|Publication number||USRE32379 E|
|Application number||US 06/808,635|
|Publication date||Mar 24, 1987|
|Filing date||Dec 13, 1985|
|Priority date||May 29, 1984|
|Publication number||06808635, 808635, US RE32379 E, US RE32379E, US-E-RE32379, USRE32379 E, USRE32379E|
|Export Citation||BiBTeX, EndNote, RefMan|
|Patent Citations (13), Non-Patent Citations (5), Referenced by (25), Classifications (6), Legal Events (5)|
|External Links: USPTO, USPTO Assignment, Espacenet|
The field of the invention pertains to collapsible plastic bottles and in particular to collapsible plastic bottles for foods and beverages, such as soda pop. Such bottles are constructed of plastics approved by the Food and Drug Administration for intimate and prolonged contact with foods and beverages. These bottles are commonly used for a variety of brands of soda pop and are formed of a clear plastic in a two-stage molding process. Typically, the two-stage molding process comprises an injection molded preform that is subsequently positioned in a bottle mold and blown to the full size of the bottle. In so doing, the side wall of the preform as the bottle is blown is stretched and tensioned to create an exceptionally sturdy thin-walled plastic bottle. Because the end of the preform, which eventually forms the bottom of the bottle, is not stretched axially as is the side wall, the bottom of the bottle does not possess the same strength as the side wall. Therefore, a separate plastic cup is fitted and affixed to the bottom of the bottle in a subsequent operation to reinforce the bottom of the bottle and prevent cracking or leakage in the handling of the filled bottle.

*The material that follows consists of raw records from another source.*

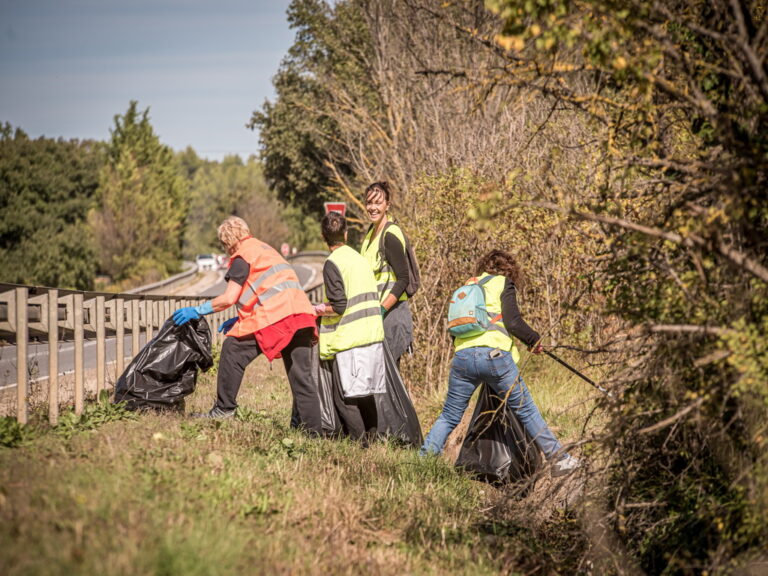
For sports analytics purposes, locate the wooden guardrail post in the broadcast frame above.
[72,293,85,416]
[96,296,107,398]
[144,299,155,343]
[15,287,29,424]
[114,298,125,382]
[48,289,59,426]
[131,299,141,360]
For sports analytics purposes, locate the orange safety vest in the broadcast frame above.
[227,237,315,337]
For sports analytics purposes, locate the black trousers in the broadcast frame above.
[333,361,379,440]
[216,328,322,434]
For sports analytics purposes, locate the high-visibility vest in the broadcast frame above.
[320,245,384,360]
[453,272,520,362]
[227,237,315,337]
[360,223,408,302]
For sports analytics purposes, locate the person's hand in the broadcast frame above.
[173,306,200,326]
[219,317,239,334]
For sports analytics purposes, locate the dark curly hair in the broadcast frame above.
[320,212,347,247]
[475,250,524,288]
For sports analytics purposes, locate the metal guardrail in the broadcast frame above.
[126,262,197,294]
[0,252,327,425]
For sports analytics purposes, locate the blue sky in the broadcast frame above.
[0,0,294,160]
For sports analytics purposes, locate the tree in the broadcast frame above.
[0,123,105,290]
[486,0,768,573]
[185,156,291,257]
[90,101,188,285]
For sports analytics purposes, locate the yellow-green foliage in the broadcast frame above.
[0,361,584,576]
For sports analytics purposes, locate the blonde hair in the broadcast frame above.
[217,216,251,252]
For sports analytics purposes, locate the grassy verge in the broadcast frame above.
[0,354,600,575]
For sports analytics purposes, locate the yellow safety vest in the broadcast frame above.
[360,223,408,302]
[320,246,384,360]
[453,272,520,363]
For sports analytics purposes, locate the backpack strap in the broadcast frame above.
[476,274,509,336]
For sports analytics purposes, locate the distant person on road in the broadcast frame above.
[315,212,386,441]
[173,216,322,434]
[421,250,579,476]
[360,182,413,365]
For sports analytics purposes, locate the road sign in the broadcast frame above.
[323,202,347,216]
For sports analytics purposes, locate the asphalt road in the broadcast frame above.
[0,262,321,391]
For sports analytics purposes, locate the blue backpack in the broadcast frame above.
[448,276,494,338]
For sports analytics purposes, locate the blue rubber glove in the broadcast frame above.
[219,317,239,334]
[173,300,213,326]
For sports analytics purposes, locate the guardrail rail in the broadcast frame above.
[0,252,327,426]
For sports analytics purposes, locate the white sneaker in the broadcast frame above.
[550,454,581,478]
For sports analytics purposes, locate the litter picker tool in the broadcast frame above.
[544,350,613,398]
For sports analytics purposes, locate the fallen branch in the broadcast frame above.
[638,397,704,434]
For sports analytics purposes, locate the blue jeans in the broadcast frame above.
[421,346,562,458]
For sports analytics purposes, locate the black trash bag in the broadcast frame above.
[316,357,341,436]
[375,341,424,448]
[114,318,213,411]
[291,344,341,436]
[456,384,542,484]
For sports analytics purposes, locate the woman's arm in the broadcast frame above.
[501,278,541,348]
[381,233,411,310]
[323,260,347,315]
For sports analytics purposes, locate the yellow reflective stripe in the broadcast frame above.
[253,280,304,309]
[320,308,381,334]
[237,262,292,306]
[347,292,379,308]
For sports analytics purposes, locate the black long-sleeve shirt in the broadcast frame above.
[501,278,541,347]
[384,233,411,300]
[323,260,347,315]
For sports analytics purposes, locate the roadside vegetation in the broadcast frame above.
[0,0,768,575]
[0,360,594,576]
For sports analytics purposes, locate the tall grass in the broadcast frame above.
[0,361,600,575]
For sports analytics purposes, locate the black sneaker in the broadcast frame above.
[190,406,235,420]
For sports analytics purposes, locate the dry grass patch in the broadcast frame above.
[0,354,600,575]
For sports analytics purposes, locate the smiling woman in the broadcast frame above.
[360,182,413,364]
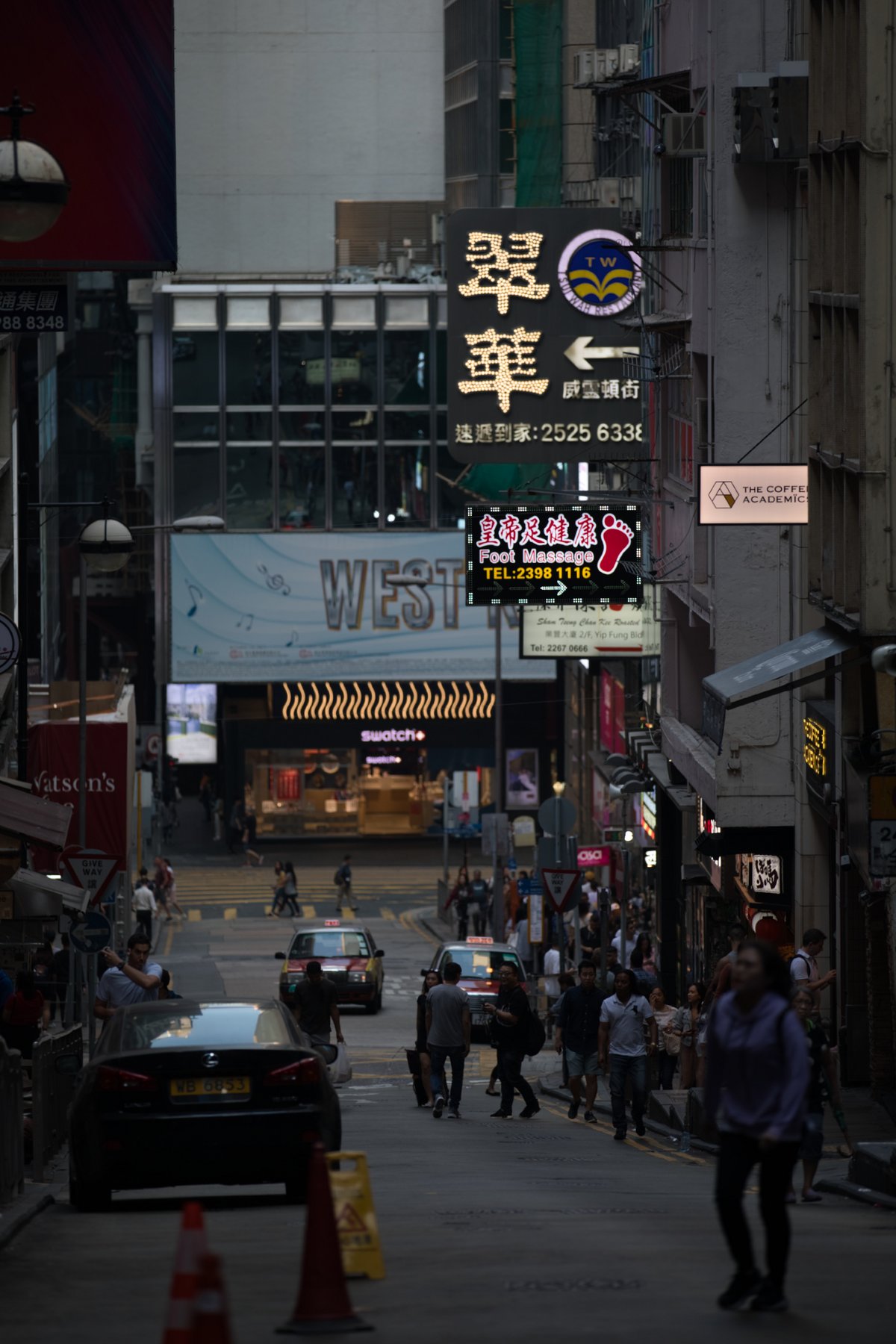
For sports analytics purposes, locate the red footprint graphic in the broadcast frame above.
[598,514,634,574]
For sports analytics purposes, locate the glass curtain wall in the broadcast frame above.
[170,286,456,532]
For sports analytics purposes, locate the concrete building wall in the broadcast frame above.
[175,0,444,276]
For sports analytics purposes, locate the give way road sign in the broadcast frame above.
[541,868,579,911]
[62,845,118,906]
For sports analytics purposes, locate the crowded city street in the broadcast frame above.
[0,0,896,1344]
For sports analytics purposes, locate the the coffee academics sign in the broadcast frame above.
[447,210,647,462]
[700,464,809,527]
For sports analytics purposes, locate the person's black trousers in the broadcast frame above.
[498,1050,538,1114]
[716,1133,799,1292]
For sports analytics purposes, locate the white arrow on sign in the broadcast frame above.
[541,868,579,912]
[563,336,639,373]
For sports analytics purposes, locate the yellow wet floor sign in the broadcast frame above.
[326,1153,385,1278]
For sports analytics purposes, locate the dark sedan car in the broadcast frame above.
[70,998,341,1210]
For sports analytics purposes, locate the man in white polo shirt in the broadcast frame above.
[598,966,657,1139]
[93,929,161,1021]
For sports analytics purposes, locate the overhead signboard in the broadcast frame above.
[164,532,555,682]
[700,464,809,527]
[447,210,649,462]
[520,597,659,659]
[464,504,644,606]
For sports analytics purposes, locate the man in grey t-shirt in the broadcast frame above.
[426,961,470,1119]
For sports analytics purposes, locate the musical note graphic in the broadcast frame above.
[184,579,205,617]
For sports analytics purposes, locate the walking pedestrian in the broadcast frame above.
[0,971,50,1059]
[650,985,681,1092]
[227,798,246,853]
[243,808,264,868]
[131,868,158,948]
[293,961,345,1045]
[704,938,809,1312]
[426,961,471,1119]
[161,859,184,919]
[672,981,706,1087]
[787,989,839,1204]
[414,971,442,1109]
[333,853,355,914]
[470,868,489,937]
[553,958,600,1125]
[482,961,541,1119]
[790,929,837,1013]
[598,966,657,1139]
[93,929,161,1021]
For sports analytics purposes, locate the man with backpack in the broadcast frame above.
[553,959,603,1125]
[790,929,837,1012]
[482,961,544,1119]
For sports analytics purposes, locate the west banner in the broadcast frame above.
[170,532,555,682]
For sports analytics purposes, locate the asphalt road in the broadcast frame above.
[0,911,896,1344]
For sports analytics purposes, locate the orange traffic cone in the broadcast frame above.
[277,1144,373,1334]
[190,1255,234,1344]
[161,1203,208,1344]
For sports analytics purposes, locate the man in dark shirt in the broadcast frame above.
[482,961,541,1119]
[294,961,345,1045]
[553,959,603,1124]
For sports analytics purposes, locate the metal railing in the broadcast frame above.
[31,1021,84,1180]
[0,1036,25,1204]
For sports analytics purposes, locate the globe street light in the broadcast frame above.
[0,91,69,243]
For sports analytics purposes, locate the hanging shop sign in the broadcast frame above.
[464,504,644,606]
[447,210,649,462]
[700,464,809,527]
[520,594,659,659]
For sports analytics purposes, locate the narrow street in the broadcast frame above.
[0,897,896,1344]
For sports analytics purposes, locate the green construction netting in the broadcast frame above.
[513,0,563,205]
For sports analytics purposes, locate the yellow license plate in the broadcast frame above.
[169,1078,251,1101]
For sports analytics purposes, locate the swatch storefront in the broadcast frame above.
[169,532,559,839]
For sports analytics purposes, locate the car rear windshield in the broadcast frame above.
[439,948,525,980]
[289,929,371,961]
[119,1003,296,1050]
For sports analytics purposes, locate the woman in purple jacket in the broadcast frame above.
[706,938,809,1312]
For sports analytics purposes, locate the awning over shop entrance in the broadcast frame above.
[703,629,865,750]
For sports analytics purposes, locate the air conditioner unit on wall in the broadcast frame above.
[619,42,641,75]
[594,178,619,210]
[572,47,597,89]
[662,111,706,158]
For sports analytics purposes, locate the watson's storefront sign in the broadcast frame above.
[170,532,553,689]
[700,465,809,527]
[520,597,659,659]
[447,210,647,462]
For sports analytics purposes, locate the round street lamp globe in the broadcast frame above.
[78,517,134,574]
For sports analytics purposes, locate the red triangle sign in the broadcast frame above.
[541,868,579,911]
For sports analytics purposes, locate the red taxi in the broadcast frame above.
[274,919,383,1013]
[420,937,526,1030]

Applicant's invention comprises further improvements in the configuration of the finished bottle and in the manufacture of the finished bottle to provide a collapsible bottle. The purpose of a collapsible bottle is to substantially eliminate the air space in the top of the bottle as the contents are partially used. In the case of soda pop, a previously opened and partially filled bottle, upon storage for a few hours, goes flat or dead to the taste. In large part this is due to the escape of carbon dioxide dissolved in the soda pop into the air above the pop and in the bottle. By permitting the user to collapse the vertical height of the bottle as the soda is used or just before the cap is reattached, the air space above the partially filled bottle is substantially eliminated. With the cap on the bottle the carbon dioxide in the soda pop has no air space in which to escape.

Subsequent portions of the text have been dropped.